Amid recent Catholic school closures, the Diocese of Rockville Centre is planning to offer a new school on two campuses for dual-language immersion and look, in part, to attract Hispanic families.
The diocese said it will form the nursery-through-eighth-grade school, combining two facilities that had served as schools in Deer Park and Central Islip — and overseen by the Marianist Brothers, who run respected schools such as Chaminade High School.
The new Our Lady of Guadalupe School will include extended hours to help focus on math and reading skills, extensive after-school programs, and a dual-language program in which students should become fluent in both English and Spanish, said Sean Dolan, a spokesman for the diocese.
The diocese also announced it is enhancing a school in Valley Stream that will accept students from three schools that are closing in June in East Rockaway, West Hempstead and Baldwin.
The moves come after the decision to shut down seven grammar schools in the last year, prompting protests by parents.
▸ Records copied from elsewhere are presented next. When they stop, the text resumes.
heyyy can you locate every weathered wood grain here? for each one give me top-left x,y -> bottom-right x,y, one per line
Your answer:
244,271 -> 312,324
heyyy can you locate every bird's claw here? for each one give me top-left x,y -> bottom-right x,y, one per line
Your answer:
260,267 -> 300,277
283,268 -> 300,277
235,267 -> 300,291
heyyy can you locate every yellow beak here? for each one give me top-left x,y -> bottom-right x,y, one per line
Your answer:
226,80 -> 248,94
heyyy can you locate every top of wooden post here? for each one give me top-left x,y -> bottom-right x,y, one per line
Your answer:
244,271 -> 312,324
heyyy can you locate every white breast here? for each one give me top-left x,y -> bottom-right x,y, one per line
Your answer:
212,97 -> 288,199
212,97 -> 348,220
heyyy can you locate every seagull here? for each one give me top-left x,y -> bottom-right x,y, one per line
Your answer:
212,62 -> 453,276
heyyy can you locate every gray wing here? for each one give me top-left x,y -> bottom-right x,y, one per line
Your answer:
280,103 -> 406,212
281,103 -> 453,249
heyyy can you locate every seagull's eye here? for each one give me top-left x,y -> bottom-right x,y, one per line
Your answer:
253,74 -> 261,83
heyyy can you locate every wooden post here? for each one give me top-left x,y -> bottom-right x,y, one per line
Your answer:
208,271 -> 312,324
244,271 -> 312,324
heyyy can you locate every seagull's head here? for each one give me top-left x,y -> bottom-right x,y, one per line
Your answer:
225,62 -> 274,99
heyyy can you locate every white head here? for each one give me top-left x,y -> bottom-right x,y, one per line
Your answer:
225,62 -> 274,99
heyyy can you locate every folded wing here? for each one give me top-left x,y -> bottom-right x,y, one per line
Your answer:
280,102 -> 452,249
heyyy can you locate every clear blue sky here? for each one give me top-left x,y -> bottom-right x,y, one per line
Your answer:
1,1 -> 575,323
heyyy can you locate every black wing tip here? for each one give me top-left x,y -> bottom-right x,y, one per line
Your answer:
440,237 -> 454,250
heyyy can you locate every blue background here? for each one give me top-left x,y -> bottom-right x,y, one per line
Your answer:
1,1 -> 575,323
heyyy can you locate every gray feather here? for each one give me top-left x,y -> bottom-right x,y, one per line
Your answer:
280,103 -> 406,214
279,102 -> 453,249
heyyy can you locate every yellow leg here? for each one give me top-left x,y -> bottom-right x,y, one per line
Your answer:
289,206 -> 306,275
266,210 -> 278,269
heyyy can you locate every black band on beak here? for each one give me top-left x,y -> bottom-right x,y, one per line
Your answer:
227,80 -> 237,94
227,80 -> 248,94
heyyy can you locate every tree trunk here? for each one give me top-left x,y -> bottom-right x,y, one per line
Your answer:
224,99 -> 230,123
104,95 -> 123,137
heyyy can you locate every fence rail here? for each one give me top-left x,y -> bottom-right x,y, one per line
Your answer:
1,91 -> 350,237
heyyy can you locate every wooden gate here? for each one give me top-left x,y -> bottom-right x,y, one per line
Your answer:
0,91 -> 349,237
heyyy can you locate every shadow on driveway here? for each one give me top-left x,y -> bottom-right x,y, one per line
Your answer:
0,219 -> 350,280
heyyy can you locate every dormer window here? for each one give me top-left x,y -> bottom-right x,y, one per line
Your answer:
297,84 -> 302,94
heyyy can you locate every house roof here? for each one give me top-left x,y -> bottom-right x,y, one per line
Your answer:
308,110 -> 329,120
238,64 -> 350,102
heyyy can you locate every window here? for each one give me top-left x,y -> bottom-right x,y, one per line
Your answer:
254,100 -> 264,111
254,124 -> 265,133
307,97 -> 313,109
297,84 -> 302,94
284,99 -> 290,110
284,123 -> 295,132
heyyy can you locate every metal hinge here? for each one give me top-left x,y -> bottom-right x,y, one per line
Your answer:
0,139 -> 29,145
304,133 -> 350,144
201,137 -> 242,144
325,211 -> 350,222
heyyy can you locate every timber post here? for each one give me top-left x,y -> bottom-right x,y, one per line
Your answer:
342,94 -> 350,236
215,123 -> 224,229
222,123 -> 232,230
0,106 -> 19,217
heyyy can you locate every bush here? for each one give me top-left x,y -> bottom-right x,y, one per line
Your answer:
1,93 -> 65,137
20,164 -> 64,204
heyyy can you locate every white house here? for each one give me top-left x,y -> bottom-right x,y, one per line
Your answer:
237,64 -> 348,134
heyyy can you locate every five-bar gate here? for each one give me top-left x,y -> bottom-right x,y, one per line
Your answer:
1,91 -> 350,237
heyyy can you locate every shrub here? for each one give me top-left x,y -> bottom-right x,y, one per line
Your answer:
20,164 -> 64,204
"As a Diocese, we have recognized the need to strengthen our offerings for a growing population of Hispanic Catholic families in Suffolk County, specifically in the areas of Central Islip, Brentwood and Deer Park," Bishop John Barres said in a statement.
"We also recognize the unique value that a diverse learning environment offers all of our families and we are excited to bring our communities together," he said.
The dual-campus school is named after the patron saint of Mexico. It will involve Ss. Cyril and Methodius School building in Deer Park, which will become known as Our Lady of Guadalupe West. The other school, Our Lady of Providence Regional School in Central Islip, will become Our Lady of Guadalupe East.
The west campus eventually will be a middle school for grades five through eight for students from both areas. The east campus will serve as a lower school for students kindergarten through grade four from both areas. Each campus will maintain nursery and prekindergarten programs into the future.
The middle school will go into effect this September, with the Central Islip school students in grades five through eight transferring over. By fall 2022, after some renovations, the east campus will be entirely kindergarten through fourth grade, with the students in that age group transferring over from the Deer Park school.
"Our goal is to grow both campuses of Our Lady of Guadalupe to fully utilize building capacity," said Denise Smith, interim superintendent of education for the diocese.
Dolan said the new school will "provide a new and exciting opportunity for both English- and Spanish-speaking families, who will benefit from a dynamic learning environment which improves critical thinking skills and boosts social and emotional well-being of students."
Hispanics make up a growing portion of Long Island's Catholic population, by some estimates accounting for at least 30% of Catholics.
In dual-language programs, the school day typically is split between English and Spanish instruction, mixing students from both backgrounds with the goal they become bilingual by the time they graduate. The program will start at the nursery level.
Dolan said the new dual-campus model was spurred partly by enrollment declines and financial pressures at the two schools. The school will have new leadership, new governance and serve "a pilot for a new approach to Catholic elementary school education."
The diocese said it was also moving to increase oversight, strategic planning, and academic and operational support at Holy Name of Mary School in Valley Stream, which will accept students from St. Raymond Catholic School in East Rockaway, St. Thomas the Apostle School in West Hempstead and St. Christopher's in Baldwin. Those three schools will be closing in June.
The church will institute "a new governance model" at Holy Name of Mary "to achieve bold spiritual, moral, cultural, and academic growth as it expands where many of the students from the two schools that are closing are expected to enroll," Dolan said.
The school will receive support from the parish, the diocese and the Morning Star Initiative, an effort spearheaded by the Marianist Brothers to revitalize Catholic grammar schools on Long Island.